Accueil > NATION-ALGERIE > LES CONFLITS VILLAGEOIS DANS LES AURÉS

Intérêts locaux, Libération nationale et Amazighité

LES CONFLITS VILLAGEOIS DANS LES AURÉS

THESE ET REGARD D’UNE SOCIOLOGUE CHAOUIE

dimanche 21 mars 2010

REGARD D’UNE SOCIOLOGUE CHAOUIE SUR
LES CONFLITS VILLAGEOIS DANS LES AURÉS

Article de Salim Guettouchi

Une thèse de doctorat a été soutenue récemment au département de sociologie de l’université d’Alger.
Intitulé "Conflits villageois, stratégies de pouvoir et discours de légitimations. Les Aurès à l’épreuve des années 90", ce travail universitaire fort intéressant est l’œuvre de Mme Ghoufi Souad, une sociologue exerçant, depuis quelques années, au département d’architecture à l’université de Biskra.

Ce travail, à en croire son auteur, devait initialement être présenté et débattu en 1995. Toutefois, les vicissitudes et autres péripéties, auxquelles était confrontée cette sociologue tout au long de son travail de recherche, en ont décidé autrement. Les contraintes bureaucratiques et le changement d’encadreurs sont autant d’obstacles qui ont différé la présentation de cette thèse. L’auteur parle même d’une volonté délibérée pour bloquer ce projet qui traite d’un sujet d’autant plus sensible qu’il établit une corrélation entre d’une part "conflits villageois", et d’autre part "stratégies de pouvoir" et "discours de légitimations".

Cette précision est importante, car elle remet dans son contexte historique ce travail qui, au demeurant, n’a vu le jour que récemment.

Cela étant dit, cette thèse relève de la sociologie des affaires. Elle traite des conflits villageois dans les Aurès à travers une étude de la communauté de M’chounèche. Le choix du corpus n’est pas, semble-t-il, fortuit puisque Mme Ghoufi, bien que née en France et ayant vécu à Alger, est originaire de cette localité située au sud de l’Aurès, précisément au pied du prestigieux mont d’Ahmmar Khaddou.

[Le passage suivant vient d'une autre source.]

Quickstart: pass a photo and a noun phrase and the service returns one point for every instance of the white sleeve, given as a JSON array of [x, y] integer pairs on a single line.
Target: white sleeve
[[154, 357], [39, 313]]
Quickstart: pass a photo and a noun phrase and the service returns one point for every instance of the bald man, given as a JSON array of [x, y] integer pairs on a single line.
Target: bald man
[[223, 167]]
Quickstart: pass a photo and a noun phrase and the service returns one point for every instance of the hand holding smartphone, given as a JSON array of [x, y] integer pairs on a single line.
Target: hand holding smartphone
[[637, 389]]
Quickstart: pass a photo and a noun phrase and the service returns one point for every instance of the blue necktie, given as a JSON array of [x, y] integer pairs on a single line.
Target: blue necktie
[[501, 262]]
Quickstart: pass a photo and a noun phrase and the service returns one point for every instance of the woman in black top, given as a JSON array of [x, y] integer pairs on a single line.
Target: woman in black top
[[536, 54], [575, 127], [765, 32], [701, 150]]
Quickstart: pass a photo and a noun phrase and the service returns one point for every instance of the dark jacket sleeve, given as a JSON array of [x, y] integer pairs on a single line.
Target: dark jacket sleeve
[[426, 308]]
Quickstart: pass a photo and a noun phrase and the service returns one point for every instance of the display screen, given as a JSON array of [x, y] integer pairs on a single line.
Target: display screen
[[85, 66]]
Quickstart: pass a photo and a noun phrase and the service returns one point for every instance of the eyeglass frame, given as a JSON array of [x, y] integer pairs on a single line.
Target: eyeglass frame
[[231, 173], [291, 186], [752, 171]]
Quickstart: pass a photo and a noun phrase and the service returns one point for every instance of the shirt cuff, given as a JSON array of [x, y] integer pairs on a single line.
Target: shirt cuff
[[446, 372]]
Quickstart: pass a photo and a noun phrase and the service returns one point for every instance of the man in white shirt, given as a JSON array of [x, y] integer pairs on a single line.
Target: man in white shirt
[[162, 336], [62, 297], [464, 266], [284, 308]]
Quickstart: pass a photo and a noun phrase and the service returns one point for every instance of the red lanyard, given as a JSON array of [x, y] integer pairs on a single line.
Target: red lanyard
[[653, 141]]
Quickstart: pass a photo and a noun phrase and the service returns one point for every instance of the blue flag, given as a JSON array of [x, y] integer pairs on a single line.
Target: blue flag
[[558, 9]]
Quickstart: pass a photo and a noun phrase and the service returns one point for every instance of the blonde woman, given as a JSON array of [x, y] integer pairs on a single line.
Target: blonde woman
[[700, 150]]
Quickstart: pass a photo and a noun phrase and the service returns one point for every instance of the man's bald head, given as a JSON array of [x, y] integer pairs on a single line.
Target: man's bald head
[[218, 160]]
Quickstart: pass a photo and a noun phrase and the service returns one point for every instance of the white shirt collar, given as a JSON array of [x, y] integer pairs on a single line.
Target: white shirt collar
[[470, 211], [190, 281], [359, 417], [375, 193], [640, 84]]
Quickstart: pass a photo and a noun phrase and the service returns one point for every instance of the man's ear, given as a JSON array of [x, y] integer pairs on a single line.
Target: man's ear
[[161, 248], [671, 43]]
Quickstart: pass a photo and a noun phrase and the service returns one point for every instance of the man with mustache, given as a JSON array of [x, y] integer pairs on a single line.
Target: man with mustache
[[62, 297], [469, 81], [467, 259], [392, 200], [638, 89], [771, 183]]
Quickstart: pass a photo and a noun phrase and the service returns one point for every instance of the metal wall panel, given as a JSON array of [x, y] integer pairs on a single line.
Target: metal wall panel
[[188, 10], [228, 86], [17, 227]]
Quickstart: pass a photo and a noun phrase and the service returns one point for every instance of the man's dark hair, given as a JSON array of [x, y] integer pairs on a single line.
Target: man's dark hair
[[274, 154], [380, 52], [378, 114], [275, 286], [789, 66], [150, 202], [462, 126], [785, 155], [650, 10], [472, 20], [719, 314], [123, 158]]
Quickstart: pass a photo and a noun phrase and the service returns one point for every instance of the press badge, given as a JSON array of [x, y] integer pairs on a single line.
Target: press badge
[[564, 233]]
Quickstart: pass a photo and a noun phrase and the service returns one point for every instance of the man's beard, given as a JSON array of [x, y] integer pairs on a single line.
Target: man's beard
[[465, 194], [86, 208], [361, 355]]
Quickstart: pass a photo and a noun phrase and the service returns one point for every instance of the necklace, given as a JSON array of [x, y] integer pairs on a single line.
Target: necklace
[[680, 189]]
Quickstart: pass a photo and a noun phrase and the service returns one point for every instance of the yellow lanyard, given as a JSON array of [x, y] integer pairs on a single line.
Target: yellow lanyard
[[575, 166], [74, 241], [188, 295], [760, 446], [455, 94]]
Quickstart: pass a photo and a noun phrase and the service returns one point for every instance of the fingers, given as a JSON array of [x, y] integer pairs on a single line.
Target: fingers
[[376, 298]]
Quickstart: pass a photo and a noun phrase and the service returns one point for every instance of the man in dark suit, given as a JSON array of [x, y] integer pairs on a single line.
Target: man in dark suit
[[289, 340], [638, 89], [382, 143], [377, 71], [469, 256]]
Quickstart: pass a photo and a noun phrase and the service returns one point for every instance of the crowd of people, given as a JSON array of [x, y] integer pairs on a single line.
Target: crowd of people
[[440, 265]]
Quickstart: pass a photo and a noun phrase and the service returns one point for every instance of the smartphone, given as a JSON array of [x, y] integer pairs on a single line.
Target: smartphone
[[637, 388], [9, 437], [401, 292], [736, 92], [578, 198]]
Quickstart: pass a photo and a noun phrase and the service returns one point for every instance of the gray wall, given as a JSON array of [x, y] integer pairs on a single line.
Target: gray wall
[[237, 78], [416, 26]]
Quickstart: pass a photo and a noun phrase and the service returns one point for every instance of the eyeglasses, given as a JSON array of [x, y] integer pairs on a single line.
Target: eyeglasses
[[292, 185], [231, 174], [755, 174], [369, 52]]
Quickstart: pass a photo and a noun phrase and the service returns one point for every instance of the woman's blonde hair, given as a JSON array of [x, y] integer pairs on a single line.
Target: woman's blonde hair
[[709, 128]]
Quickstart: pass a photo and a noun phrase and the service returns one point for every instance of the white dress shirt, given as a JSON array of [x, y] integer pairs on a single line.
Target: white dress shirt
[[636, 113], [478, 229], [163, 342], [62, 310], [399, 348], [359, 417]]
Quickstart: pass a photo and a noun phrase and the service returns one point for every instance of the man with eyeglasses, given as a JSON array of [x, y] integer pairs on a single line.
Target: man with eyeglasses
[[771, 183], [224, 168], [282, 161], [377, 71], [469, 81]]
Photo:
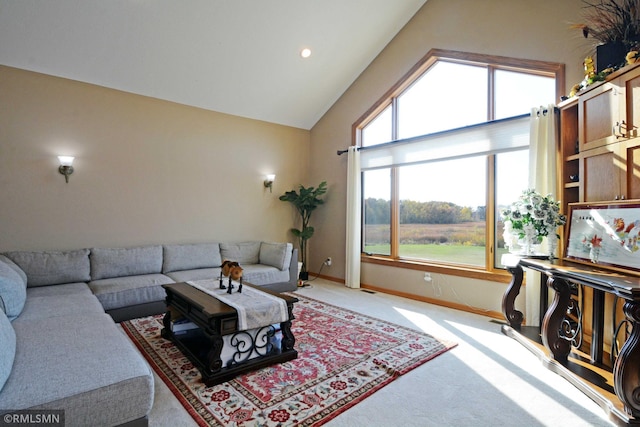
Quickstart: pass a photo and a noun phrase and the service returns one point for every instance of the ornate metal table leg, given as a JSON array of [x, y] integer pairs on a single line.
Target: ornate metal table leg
[[166, 321], [214, 363], [626, 370], [288, 340], [513, 316], [552, 332]]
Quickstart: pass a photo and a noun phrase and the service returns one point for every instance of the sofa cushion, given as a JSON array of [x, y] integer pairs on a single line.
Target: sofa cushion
[[53, 267], [277, 255], [242, 253], [189, 257], [14, 267], [118, 292], [13, 291], [91, 370], [119, 262], [59, 300], [7, 349], [259, 274], [196, 274]]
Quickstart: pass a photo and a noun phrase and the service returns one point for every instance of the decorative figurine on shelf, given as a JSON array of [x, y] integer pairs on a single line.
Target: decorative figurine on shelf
[[233, 271]]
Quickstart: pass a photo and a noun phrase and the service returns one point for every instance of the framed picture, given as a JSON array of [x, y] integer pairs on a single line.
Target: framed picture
[[605, 233]]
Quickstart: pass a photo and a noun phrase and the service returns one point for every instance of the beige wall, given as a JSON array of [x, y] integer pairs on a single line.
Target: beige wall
[[149, 171], [521, 29], [146, 171]]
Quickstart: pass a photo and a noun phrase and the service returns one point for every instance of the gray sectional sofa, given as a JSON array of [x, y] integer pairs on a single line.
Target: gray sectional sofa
[[60, 347]]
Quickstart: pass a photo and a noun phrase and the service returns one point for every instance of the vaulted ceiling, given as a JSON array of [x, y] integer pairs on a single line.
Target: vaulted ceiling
[[240, 57]]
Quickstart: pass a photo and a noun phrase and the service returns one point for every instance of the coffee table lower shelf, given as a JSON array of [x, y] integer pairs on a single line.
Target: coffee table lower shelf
[[205, 344], [201, 351]]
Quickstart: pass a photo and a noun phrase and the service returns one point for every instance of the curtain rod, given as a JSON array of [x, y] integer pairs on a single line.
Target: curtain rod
[[444, 132]]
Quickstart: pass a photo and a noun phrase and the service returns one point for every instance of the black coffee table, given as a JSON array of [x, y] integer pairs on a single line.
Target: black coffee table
[[214, 319]]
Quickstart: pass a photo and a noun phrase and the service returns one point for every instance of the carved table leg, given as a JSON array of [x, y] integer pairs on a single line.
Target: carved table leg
[[214, 363], [626, 370], [513, 316], [288, 340], [166, 321], [552, 333]]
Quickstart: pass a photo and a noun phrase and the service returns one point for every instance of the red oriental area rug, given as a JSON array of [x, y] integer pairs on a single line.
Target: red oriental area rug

Au-delà des récits de vie, de fondation ou de relation de parenté, la sociologue s’est intéressée notamment dans son travail de recherche aux problèmes qui préoccupent les villageois et qui génèrent autant d’animosités et de conflits au sein de la communauté.

"L’étude des affaires villageoises, souligne l’auteur de la thèse, c’est l’étude des affaires mises en avant et révélées dans les discours des villageois des conflits les opposant les uns aux autres. Elles nous montrent, en effet, comment une communauté villageoise, tout en empruntant au modèle théorique de représentation de sa structure, les termes qui l’inscrivent dans un rapport autonome à l’Etat et dans les stratégies de son évitement (bach ma n’rouhouch lel houkouma), se place dans une dynamique de rapports à lui pour assurer sa survie et sa continuité."(Page 77).)

Mais de tous les conflits qu’elle a eu à traiter dans cette thèse de 333 pages, il en ressort un sur lequel Mme Ghoufi s’est beaucoup attardée. Il s’agit, en l’occurrence, de celui ayant pour enjeu le foncier et la propriété terrienne.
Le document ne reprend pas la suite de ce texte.